A cura di: Domenico Credo
In meno di dieci ore, è tramontata la collaborazione tra SSC Napoli e la Golden Boys, società fondata dal rapper Geolier e dal fratello Gaetano Palumbo. L’accordo, che prevedeva la direzione artistica del matchday allo stadio Maradona, è stato annullato a seguito dell’improvvisa rimozione di Daniele “Decibel” Bellini dal ruolo di speaker ufficiale del club.

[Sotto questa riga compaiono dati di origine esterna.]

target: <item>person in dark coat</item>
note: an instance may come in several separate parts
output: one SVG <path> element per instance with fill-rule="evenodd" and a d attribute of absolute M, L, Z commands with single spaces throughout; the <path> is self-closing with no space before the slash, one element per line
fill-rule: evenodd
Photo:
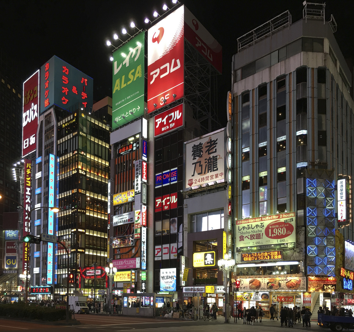
<path fill-rule="evenodd" d="M 283 323 L 285 323 L 286 324 L 286 317 L 287 317 L 287 310 L 286 310 L 286 307 L 285 307 L 284 308 L 282 307 L 280 308 L 280 326 L 283 326 Z"/>

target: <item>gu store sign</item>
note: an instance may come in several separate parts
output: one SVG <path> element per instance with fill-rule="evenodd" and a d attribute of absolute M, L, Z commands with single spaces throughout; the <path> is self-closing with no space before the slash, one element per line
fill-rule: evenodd
<path fill-rule="evenodd" d="M 39 113 L 39 70 L 23 82 L 22 114 L 23 157 L 36 149 Z"/>
<path fill-rule="evenodd" d="M 185 190 L 225 182 L 225 135 L 223 129 L 186 143 Z"/>

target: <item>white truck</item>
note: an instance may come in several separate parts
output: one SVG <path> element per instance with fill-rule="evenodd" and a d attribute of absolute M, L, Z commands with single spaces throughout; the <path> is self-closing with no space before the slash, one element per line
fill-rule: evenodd
<path fill-rule="evenodd" d="M 88 314 L 88 307 L 86 305 L 86 299 L 83 295 L 69 296 L 69 308 L 73 310 L 75 314 Z"/>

Il caso Bellini e la reazione del pubblico
La decisione del Napoli di sollevare Bellini, voce storica dello stadio dal 2010, ha scatenato una vera e propria bufera sui social. Tifosi indignati hanno accusato Geolier di essere coinvolto nella scelta, ritenendolo complice della sostituzione. Il rapper ha prontamente chiarito la sua posizione, spiegando che la proposta era stata rivolta alla Golden Boys e che lui non aveva alcun ruolo nella decisione del club.
La scelta di Geolier: “Per amicizia e stima”
In un post pubblicato nella notte, Geolier ha annunciato il suo passo indietro: «Ho chiesto alla società la reintegrazione di Decibel Bellini come speaker, ma così non è stato. Quindi, per l’amicizia e la stima che ci lega a Daniele, ho deciso di non siglare definitivamente la partnership con la SSC Napoli». Il messaggio ha raccolto decine di migliaia di consensi, mentre dai vertici del club partenopeo non è arrivata alcuna replica ufficiale.
Nuovo volto per il Maradona
Con l’uscita di scena di Bellini e la rinuncia di Geolier, il Napoli ha già individuato il nuovo speaker: sarà Timo Suarez, conduttore radiofonico e televisivo, ad animare le partite casalinghe. Per la prossima sfida contro il Cagliari, è prevista anche la presenza del dj resident Enrico Maria.

Un amore che resta
Nonostante la rottura con la società, Geolier ha ribadito il suo affetto per la squadra: «Questo non cambia il mio supporto per la maglia. Forza Napoli sempre». Un gesto che ha rafforzato il legame con i tifosi, dimostrando come la musica e il calcio, a Napoli, siano intrecciati da sentimenti profondi e autentici.